Ray comes across as level-headed and deeply caring about his home town and its people. He is single, middle-aged, and has a thing for great cheeses, oils and wines. There was a woman living with him, but their relationship gradually shifted to being good companions without the excitement of romance and love, and she has moved away to be closer to her new grandchildren, feeling her family now needs her more than Ray does.
A young couple is murdered on the beach, the woman having been a teacher at a nearby boarding school. Rays investigation leads him deep into the close-knit world of an elite private school where teachers, students and staff are together almost 24/7, with all the conflict and issues people can have with each other in such an environment. Throw in a load of teenagers with raging hormones, some teachers with alcohol problems, budget worries and internal politics, and you get an explosive mixture.
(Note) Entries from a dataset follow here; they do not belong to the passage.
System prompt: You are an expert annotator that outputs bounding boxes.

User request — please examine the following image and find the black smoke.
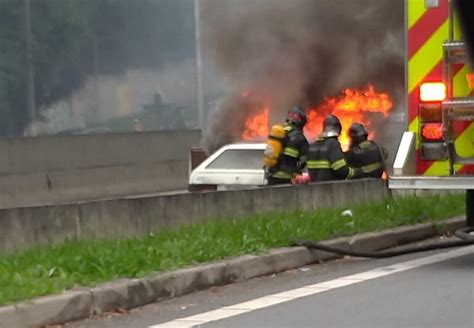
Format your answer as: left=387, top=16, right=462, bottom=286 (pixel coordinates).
left=201, top=0, right=404, bottom=154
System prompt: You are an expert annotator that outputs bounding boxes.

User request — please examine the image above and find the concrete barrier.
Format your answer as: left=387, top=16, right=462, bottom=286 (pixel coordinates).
left=0, top=179, right=389, bottom=253
left=0, top=130, right=201, bottom=209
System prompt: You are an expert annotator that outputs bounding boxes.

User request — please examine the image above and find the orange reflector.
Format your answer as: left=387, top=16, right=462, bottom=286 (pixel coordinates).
left=422, top=123, right=444, bottom=141
left=467, top=72, right=474, bottom=91
left=419, top=82, right=447, bottom=102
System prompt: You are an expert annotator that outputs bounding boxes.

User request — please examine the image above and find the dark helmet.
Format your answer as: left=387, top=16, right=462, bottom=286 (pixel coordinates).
left=286, top=106, right=307, bottom=128
left=322, top=114, right=342, bottom=137
left=348, top=122, right=368, bottom=145
left=348, top=122, right=368, bottom=138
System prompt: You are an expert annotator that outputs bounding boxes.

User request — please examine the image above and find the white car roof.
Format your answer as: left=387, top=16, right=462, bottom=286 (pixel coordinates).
left=216, top=142, right=266, bottom=150
left=198, top=142, right=266, bottom=168
left=189, top=142, right=266, bottom=186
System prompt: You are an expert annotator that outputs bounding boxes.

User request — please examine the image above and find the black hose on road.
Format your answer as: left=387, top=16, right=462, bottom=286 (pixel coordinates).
left=292, top=226, right=474, bottom=258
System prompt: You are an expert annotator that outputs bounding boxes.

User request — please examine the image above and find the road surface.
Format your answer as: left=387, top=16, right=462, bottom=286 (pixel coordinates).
left=67, top=246, right=474, bottom=328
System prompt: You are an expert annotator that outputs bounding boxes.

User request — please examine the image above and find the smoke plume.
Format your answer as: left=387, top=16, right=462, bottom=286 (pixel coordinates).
left=201, top=0, right=404, bottom=153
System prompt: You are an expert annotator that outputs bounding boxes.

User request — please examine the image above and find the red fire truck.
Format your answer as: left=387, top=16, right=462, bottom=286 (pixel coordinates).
left=390, top=0, right=474, bottom=223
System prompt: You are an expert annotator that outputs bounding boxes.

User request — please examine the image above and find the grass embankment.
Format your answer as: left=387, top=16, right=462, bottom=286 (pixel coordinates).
left=0, top=193, right=465, bottom=306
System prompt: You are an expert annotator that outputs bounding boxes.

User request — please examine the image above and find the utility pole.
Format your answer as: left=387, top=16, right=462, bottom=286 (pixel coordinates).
left=92, top=33, right=100, bottom=122
left=24, top=0, right=36, bottom=133
left=194, top=0, right=205, bottom=132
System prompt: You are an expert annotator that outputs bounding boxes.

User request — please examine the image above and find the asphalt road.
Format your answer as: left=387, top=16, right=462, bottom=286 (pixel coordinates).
left=66, top=246, right=474, bottom=328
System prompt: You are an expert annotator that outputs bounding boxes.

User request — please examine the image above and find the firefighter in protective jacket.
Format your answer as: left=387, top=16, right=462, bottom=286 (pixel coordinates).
left=345, top=122, right=387, bottom=178
left=267, top=106, right=309, bottom=185
left=307, top=114, right=361, bottom=182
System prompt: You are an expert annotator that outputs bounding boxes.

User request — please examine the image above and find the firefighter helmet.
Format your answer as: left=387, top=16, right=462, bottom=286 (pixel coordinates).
left=348, top=122, right=368, bottom=138
left=323, top=114, right=342, bottom=137
left=286, top=106, right=307, bottom=128
left=348, top=122, right=368, bottom=144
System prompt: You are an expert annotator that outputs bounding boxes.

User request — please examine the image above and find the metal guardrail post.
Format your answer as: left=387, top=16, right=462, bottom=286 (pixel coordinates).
left=448, top=0, right=454, bottom=42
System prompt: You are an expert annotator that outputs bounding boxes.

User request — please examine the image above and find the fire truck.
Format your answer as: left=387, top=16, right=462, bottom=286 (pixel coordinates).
left=390, top=0, right=474, bottom=225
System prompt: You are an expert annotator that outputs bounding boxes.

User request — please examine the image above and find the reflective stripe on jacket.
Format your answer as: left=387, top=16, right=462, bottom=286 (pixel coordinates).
left=307, top=136, right=359, bottom=182
left=345, top=140, right=385, bottom=178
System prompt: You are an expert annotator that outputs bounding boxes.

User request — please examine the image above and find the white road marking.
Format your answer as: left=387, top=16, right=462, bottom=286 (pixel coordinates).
left=149, top=246, right=474, bottom=328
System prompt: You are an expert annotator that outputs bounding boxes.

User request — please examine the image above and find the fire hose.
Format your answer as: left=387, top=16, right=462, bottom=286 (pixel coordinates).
left=291, top=226, right=474, bottom=258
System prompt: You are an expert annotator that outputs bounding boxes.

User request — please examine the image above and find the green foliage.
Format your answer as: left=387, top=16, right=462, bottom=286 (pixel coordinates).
left=0, top=193, right=465, bottom=306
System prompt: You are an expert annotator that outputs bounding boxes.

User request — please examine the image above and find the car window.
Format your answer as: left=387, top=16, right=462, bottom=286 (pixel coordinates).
left=205, top=149, right=264, bottom=170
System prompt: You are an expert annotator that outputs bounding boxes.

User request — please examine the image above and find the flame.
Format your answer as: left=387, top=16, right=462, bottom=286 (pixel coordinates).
left=240, top=85, right=393, bottom=150
left=241, top=107, right=269, bottom=141
left=305, top=85, right=393, bottom=149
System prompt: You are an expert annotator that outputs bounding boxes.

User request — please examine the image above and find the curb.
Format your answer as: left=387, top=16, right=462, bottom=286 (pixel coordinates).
left=0, top=216, right=465, bottom=328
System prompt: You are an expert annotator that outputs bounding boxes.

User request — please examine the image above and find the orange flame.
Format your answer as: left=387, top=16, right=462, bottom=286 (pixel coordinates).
left=241, top=107, right=269, bottom=141
left=241, top=85, right=393, bottom=150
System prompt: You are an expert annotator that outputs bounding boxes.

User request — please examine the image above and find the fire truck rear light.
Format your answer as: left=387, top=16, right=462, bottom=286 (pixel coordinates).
left=421, top=123, right=444, bottom=141
left=419, top=82, right=447, bottom=102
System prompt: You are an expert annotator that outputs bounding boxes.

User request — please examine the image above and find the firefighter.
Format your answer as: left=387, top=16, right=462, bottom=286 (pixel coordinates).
left=266, top=106, right=309, bottom=185
left=345, top=122, right=387, bottom=178
left=306, top=114, right=361, bottom=182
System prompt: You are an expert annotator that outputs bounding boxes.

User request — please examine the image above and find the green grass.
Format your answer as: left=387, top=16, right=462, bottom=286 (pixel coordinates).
left=0, top=193, right=465, bottom=306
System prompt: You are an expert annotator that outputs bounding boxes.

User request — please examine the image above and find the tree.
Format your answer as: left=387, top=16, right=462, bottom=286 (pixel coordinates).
left=0, top=0, right=195, bottom=137
left=0, top=0, right=93, bottom=136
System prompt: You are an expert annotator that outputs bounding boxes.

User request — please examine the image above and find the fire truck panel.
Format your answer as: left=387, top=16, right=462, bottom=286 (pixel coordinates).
left=390, top=0, right=474, bottom=189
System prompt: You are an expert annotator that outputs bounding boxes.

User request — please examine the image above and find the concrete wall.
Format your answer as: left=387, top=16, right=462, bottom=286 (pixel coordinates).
left=0, top=179, right=390, bottom=253
left=0, top=130, right=201, bottom=209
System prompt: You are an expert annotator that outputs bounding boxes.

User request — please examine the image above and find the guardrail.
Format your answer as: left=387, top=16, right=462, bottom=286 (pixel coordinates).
left=0, top=179, right=389, bottom=253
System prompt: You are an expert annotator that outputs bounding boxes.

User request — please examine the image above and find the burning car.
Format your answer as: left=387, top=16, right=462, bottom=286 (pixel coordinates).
left=192, top=84, right=395, bottom=191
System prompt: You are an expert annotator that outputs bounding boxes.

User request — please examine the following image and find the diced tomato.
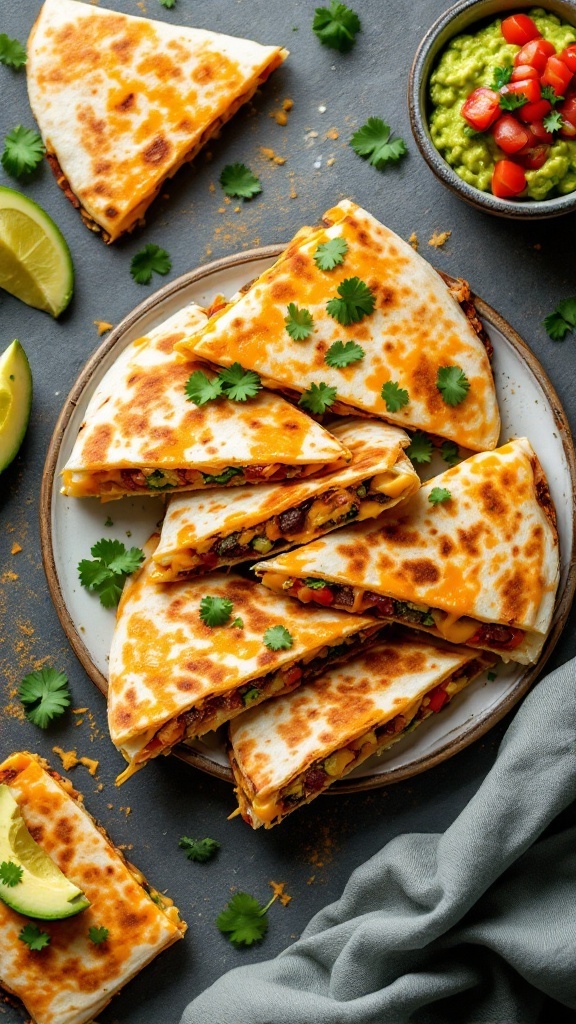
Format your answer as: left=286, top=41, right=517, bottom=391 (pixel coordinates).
left=492, top=160, right=527, bottom=198
left=501, top=14, right=540, bottom=46
left=541, top=55, right=574, bottom=95
left=560, top=44, right=576, bottom=73
left=558, top=94, right=576, bottom=128
left=515, top=38, right=556, bottom=71
left=492, top=114, right=531, bottom=153
left=461, top=87, right=501, bottom=131
left=501, top=79, right=542, bottom=104
left=364, top=591, right=395, bottom=617
left=199, top=551, right=219, bottom=569
left=282, top=666, right=303, bottom=687
left=517, top=144, right=550, bottom=170
left=527, top=120, right=553, bottom=144
left=559, top=120, right=576, bottom=138
left=469, top=623, right=525, bottom=650
left=427, top=685, right=450, bottom=713
left=518, top=98, right=551, bottom=122
left=312, top=586, right=335, bottom=607
left=510, top=64, right=540, bottom=81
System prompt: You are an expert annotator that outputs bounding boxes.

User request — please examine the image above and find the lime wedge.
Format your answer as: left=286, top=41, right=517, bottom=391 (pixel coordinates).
left=0, top=186, right=74, bottom=317
left=0, top=340, right=32, bottom=473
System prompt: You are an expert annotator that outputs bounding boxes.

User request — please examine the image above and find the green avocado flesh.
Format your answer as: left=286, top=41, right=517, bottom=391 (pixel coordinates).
left=0, top=784, right=90, bottom=920
left=0, top=340, right=32, bottom=474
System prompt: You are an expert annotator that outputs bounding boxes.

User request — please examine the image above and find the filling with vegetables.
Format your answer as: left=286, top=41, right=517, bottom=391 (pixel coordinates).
left=62, top=462, right=325, bottom=498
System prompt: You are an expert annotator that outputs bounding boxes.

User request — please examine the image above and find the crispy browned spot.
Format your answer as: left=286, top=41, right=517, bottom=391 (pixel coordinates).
left=477, top=481, right=507, bottom=518
left=81, top=423, right=112, bottom=464
left=116, top=92, right=135, bottom=112
left=401, top=559, right=440, bottom=585
left=143, top=136, right=170, bottom=164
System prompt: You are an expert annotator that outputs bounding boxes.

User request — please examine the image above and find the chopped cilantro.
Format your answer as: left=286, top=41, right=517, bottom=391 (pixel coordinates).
left=312, top=1, right=361, bottom=53
left=104, top=516, right=114, bottom=527
left=78, top=538, right=145, bottom=609
left=543, top=110, right=563, bottom=133
left=285, top=303, right=314, bottom=342
left=179, top=836, right=220, bottom=863
left=88, top=925, right=109, bottom=945
left=325, top=339, right=364, bottom=368
left=218, top=363, right=261, bottom=401
left=219, top=163, right=261, bottom=200
left=499, top=92, right=527, bottom=112
left=543, top=298, right=576, bottom=340
left=436, top=366, right=470, bottom=406
left=350, top=117, right=407, bottom=170
left=490, top=64, right=512, bottom=90
left=0, top=861, right=23, bottom=887
left=313, top=237, right=348, bottom=270
left=231, top=616, right=244, bottom=629
left=185, top=370, right=223, bottom=406
left=487, top=671, right=497, bottom=681
left=541, top=85, right=563, bottom=105
left=242, top=687, right=260, bottom=706
left=298, top=381, right=337, bottom=415
left=0, top=35, right=27, bottom=69
left=428, top=487, right=452, bottom=506
left=326, top=277, right=376, bottom=325
left=440, top=440, right=460, bottom=467
left=19, top=924, right=50, bottom=951
left=159, top=0, right=176, bottom=6
left=199, top=596, right=234, bottom=628
left=202, top=467, right=243, bottom=485
left=304, top=578, right=327, bottom=589
left=406, top=431, right=433, bottom=464
left=263, top=625, right=294, bottom=651
left=130, top=244, right=171, bottom=285
left=381, top=380, right=409, bottom=412
left=1, top=126, right=44, bottom=177
left=18, top=668, right=71, bottom=729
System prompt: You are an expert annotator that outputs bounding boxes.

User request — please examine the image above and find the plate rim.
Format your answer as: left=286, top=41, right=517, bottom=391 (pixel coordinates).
left=40, top=246, right=576, bottom=793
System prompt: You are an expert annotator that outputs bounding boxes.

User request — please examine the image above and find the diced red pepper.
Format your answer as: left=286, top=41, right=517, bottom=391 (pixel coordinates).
left=492, top=160, right=527, bottom=198
left=560, top=44, right=576, bottom=73
left=468, top=623, right=525, bottom=650
left=427, top=685, right=450, bottom=713
left=461, top=87, right=501, bottom=131
left=518, top=98, right=552, bottom=122
left=510, top=64, right=540, bottom=82
left=501, top=14, right=540, bottom=46
left=492, top=114, right=531, bottom=154
left=312, top=586, right=335, bottom=607
left=501, top=79, right=542, bottom=104
left=541, top=55, right=574, bottom=95
left=515, top=38, right=556, bottom=72
left=282, top=666, right=303, bottom=688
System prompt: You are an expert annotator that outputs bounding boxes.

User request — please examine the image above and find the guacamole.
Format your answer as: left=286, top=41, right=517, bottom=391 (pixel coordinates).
left=429, top=8, right=576, bottom=199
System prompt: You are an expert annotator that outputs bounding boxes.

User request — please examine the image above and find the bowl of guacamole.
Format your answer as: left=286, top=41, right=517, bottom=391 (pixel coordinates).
left=409, top=0, right=576, bottom=217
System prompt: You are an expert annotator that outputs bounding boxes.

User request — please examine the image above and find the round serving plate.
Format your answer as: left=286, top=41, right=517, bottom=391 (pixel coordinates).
left=40, top=246, right=576, bottom=791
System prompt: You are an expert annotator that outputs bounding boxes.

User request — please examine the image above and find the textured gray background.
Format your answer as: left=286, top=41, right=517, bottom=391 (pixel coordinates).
left=1, top=1, right=576, bottom=1022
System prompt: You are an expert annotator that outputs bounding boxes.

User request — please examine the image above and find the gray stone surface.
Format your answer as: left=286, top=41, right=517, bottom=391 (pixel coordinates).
left=0, top=1, right=575, bottom=1022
This wasn't an instant guess; for a long time, I did not know who the murderer was and how everything was connected. The only thing I found rather foreseeable was the development of a new romantic interest for Ray, but that wasn't overdone and not unrealistic.
The school and its surroundings, Ray's house, the victim's cottage, the lake - everything is described so well. That includes the people; one can almost hear their voices and see them move.
Links between the community - where most of the staff comes from - and the school itself with its rather elite approach, as well as the complex relationships between colleagues, friends and lovers are explored and form part of the puzzle.
There are a few typesetting errors, but not enough to dampen my reading pleasure. Stander's writing style is good, clear, not too long-winded but still poetic enough (where appropriate) to set the inner cinema in motion.
I didn't know the author at all but have found his website here.
From the "about" section, I learned that Aaron Stander has some things in common with several of his characters. He used to be a teacher, lives in the area he describes so well, and shares Ray Elkins' love for kayaking.
Not having read the first book in the series did not matter. But I am really interested in reading more.